Как знать, возможно она и права? Я чувствовал, что Герцога так и подмывает броситься через столовую и заключить жену в объятья.

— По крайней мере, у нас все еще есть друзья, влиятельные друзья, которые не изменили тебе. Даже Уинстон сделает для тебя все, что сможет, дорогой, ты это знаешь. При крайней необходимости мы всегда можем позвонить ему.

Когда она произносила это, в ее глазах появилось нечто, сказавшее мне, что так оно и есть: власть и влияние даже отрекшегося Короля должны быть значительными, проникать в самое сердце общества. И я ощутил в Герцогине безжалостность, абсолютную решимость.

Когда мы покидали столовую, Герцогиня отвела меня в сторонку и, приблизив свое лицо к моему, сказала: „Логан, нам хотелось бы, чтобы вы считали себя un ami de la maison [130]“. Своего рода честь, я полагаю. Она источает странную сексуальную притягательность — даром, что не так уж и красива и обольстительна: идеальная глава семьи — если такие вам по душе.

Понедельник, 17 мая

Герцог и Герцогиня уехали в США, вернутся где-то в июне, и колония погрузилась в состояние летаргии, до крайности заразительное. Я телеграфировал в ОМР, прося отозвать меня, но мне было отвечено, что об этом не может идти и речи. Я чувствую, что даже мои письма к Фрейе становятся скучными, поскольку в ритме моей жизни почти ничто не меняется. Раз в неделю я сообщаю обо всех слухах и косвенных намеках. (Кому-нибудь это нужно? Кто, собственно говоря, хочет знать обо всей этой болтовне?). Играю в гольф со Сноу и другими знакомыми с базы; посещаю представляющие умеренный интерес званные обеды; дважды в неделю мы с Макстеем выводим II22 в открытое море, и Макстей проверяет команду в деле. Тем временем, по миру день за днем продолжает тяжкой поступью продвигаться война.

Четверг, 27 мая

Вчера был один из наших дней на II22. Погода стояла не по сезону ясная, на заре в воздухе даже ощущалось подобие свежести. Эти короткие вояжи нравятся мне все больше и больше — быть может, во мне все же сидит некая морская жилка. Мы, пыхтя, медленно выходим из порта — я стою с Макстеем на мостике, — и все работяги и бездельники гавани останавливаются, чтобы понаблюдать за нами. Выглядит II22 образцово, флаги и вымпелы пощелкивают на ветру, люди на палубе одеты в тропическую белую форму. Все инстинктивно машут нам вслед. А потом мы достигаем устья гавани, Макстей отдает приказ прибавить ходу и мы ощущаем, как под ногами у нас с гудением оживает скрытая мощь двух двигателей. Корма опускается, изменяя наклон судна, винты вгрызаются вводу, мы хватаемся за поручни мостика. Внезапно появляется пенистая белая носовая волна, и мы под далекое эхо приветственных кликов с мола вырываемся в синюю Атлантику.

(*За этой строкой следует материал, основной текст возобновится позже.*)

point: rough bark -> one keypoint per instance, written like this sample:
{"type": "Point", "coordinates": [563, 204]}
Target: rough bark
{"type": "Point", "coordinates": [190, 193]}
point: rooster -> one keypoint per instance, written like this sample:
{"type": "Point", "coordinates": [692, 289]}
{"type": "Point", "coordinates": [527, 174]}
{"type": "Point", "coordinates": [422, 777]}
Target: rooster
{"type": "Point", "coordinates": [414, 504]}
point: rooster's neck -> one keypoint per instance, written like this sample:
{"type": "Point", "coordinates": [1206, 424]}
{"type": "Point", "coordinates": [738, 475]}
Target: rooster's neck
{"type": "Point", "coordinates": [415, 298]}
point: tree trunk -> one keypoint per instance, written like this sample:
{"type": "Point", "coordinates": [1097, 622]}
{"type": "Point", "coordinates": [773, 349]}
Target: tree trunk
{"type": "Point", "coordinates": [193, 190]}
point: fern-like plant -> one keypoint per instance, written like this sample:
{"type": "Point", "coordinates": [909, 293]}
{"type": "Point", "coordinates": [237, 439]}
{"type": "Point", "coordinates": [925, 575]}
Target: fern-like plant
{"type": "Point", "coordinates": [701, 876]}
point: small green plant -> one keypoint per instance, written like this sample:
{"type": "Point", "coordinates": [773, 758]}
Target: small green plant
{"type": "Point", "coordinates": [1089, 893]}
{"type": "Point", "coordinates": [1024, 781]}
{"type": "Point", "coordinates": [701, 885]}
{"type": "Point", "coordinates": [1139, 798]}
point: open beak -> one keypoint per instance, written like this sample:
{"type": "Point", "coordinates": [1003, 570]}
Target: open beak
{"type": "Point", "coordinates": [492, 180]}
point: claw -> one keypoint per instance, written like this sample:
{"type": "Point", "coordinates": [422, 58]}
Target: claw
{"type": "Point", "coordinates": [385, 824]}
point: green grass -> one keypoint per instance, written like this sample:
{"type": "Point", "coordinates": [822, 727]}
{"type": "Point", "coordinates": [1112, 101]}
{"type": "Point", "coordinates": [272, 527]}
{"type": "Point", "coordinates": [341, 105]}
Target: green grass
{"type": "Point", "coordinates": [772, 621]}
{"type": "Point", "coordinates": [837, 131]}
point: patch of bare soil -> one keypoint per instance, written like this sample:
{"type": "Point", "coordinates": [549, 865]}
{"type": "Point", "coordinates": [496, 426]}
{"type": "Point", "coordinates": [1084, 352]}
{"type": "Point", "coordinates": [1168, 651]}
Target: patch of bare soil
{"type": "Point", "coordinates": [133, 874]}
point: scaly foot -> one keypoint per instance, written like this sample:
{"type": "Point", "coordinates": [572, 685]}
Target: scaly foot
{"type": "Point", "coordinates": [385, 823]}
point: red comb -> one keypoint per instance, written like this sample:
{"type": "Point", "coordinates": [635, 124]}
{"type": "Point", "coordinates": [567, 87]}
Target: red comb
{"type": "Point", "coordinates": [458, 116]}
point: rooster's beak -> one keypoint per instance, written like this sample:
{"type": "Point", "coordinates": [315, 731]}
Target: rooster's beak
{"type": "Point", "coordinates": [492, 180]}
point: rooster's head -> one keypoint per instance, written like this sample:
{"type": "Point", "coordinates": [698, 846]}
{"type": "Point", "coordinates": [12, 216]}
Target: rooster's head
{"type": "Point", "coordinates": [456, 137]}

Иногда мы идем к Большой Багамской банке, иногда к Андросу или Абако, но любимый наш маршрут пролегает к веренице Эксумов — крошечных, поросших кустарником, низких островов с маленькими бухтами и полумесяцами пляжей из чистого, белого песка. Мы знаем, что никаких подводных лодок тут нет, но делаем вид, будто ищем их. В полдень мы встаем на якорь около какого-нибудь островка и завтракаем. Команда купается либо загорает. По временам, мы бросаем глубоководную бомбу или расстреливаем из „Льюисов“ пущенную нами поплавать пустую бочку из-под горючего, просто, чтобы напомнить себе, что идет война и что мы — малая составная часть борьбы за победу над нацистской Германией.

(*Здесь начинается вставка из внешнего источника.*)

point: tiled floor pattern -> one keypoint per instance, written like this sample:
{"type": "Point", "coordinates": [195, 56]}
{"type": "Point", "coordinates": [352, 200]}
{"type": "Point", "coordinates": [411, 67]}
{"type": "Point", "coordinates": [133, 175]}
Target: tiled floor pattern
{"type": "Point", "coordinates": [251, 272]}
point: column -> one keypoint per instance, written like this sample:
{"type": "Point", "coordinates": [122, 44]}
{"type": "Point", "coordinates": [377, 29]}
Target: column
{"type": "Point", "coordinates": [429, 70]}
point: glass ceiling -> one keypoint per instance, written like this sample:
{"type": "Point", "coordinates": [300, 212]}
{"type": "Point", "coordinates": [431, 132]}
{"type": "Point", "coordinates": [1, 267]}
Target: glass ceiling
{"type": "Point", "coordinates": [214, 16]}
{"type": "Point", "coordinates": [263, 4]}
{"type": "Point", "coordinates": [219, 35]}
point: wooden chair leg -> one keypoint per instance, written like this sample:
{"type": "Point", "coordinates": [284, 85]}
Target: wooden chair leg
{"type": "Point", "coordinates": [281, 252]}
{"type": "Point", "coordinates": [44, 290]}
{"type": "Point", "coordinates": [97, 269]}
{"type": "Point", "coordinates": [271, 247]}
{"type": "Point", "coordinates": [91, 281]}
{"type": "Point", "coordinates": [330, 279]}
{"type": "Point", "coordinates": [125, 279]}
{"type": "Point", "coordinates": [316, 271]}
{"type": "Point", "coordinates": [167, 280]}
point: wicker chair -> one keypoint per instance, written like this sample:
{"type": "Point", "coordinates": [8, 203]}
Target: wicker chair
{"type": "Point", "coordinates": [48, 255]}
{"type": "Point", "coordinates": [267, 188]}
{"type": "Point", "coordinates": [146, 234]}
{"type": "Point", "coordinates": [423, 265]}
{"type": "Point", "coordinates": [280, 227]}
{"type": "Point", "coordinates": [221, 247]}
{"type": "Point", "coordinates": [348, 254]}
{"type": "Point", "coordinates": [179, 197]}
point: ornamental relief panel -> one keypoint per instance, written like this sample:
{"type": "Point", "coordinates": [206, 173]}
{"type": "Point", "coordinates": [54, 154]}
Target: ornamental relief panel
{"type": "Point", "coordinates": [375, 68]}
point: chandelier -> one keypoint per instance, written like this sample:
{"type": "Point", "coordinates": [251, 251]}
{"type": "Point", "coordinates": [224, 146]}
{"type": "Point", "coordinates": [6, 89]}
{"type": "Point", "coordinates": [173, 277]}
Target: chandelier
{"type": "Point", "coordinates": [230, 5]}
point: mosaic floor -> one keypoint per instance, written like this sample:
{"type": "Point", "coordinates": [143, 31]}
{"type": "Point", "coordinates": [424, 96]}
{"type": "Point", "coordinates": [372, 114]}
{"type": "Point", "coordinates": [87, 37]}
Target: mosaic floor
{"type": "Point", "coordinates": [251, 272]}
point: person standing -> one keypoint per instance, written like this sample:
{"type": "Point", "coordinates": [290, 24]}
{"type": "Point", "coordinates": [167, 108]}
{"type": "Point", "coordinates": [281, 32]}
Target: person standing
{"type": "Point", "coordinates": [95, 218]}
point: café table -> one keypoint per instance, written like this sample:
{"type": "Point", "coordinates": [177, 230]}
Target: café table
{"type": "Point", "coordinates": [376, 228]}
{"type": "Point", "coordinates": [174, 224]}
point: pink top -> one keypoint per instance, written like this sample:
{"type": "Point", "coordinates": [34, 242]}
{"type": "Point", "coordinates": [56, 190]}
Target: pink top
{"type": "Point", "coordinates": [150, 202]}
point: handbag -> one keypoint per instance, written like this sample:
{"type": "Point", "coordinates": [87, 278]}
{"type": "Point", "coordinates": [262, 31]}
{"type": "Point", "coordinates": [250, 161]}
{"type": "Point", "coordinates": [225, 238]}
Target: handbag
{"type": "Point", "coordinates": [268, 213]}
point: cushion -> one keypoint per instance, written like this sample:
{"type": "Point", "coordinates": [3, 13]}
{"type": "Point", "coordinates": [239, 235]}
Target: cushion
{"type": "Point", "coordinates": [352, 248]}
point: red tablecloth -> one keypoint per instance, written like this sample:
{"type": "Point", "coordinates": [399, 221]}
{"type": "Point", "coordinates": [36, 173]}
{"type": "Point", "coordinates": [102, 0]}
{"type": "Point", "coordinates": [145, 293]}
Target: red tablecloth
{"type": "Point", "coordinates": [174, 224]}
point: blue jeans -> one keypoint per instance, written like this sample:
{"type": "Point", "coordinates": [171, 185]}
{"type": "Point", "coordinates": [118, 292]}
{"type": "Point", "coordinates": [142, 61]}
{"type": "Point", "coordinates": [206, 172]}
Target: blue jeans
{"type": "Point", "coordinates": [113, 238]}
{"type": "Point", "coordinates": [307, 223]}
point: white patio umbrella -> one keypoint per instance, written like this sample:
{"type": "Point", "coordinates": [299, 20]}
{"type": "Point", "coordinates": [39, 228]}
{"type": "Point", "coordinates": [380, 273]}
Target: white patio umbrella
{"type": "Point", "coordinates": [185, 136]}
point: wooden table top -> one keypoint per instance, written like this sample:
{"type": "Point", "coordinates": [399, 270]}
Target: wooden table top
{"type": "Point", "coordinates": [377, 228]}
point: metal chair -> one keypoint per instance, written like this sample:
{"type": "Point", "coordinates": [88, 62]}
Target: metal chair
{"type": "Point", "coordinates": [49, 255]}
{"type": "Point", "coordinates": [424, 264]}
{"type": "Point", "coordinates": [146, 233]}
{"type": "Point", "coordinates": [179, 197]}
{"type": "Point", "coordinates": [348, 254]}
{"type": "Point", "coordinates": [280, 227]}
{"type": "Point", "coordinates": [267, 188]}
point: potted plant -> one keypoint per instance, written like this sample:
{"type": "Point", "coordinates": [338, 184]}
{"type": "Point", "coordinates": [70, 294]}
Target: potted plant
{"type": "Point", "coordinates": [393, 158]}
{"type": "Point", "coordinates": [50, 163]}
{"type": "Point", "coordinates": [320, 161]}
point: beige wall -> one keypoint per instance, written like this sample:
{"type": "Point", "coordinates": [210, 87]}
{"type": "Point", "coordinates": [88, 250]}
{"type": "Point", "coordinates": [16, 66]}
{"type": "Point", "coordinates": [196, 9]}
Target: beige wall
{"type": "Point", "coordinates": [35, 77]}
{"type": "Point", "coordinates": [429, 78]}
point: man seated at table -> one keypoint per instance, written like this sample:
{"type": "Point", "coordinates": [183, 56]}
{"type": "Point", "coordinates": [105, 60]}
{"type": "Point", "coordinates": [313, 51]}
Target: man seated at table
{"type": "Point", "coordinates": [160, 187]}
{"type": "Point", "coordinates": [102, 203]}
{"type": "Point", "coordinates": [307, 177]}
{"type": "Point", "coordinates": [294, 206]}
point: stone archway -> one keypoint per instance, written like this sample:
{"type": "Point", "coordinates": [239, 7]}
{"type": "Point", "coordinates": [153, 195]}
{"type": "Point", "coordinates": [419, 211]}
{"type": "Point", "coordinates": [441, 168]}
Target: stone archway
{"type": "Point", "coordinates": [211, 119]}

Вчера, поскольку день был спокойный и ясный, я решил после завтрака поплавать. Разделся, нырнул с носа и проплыл 150 ярдов, оделявших II22 от маленького островка. Вода была холодная, изумительно прозрачная. Я вылез на берег, побродил, подбирая странные раковины или куски выброшенной на берег древесины, приятно сознавая свою наготу на этом необитаемом острове и вспоминая, — что неизбежно происходит со всяким, — потерпевшего кораблекрушение, оставшегося с пустыми руками Робинзона Крузо

Островок возвышался над морем не более, чем на десять футов, растительность, покрывавшая его, состояла из мясистых кустарников, низкорослых, искривленных, с толстыми, оливково-зелеными листьями; там и сям торчало несколько кактусов и куп блеклого песчаного тростника.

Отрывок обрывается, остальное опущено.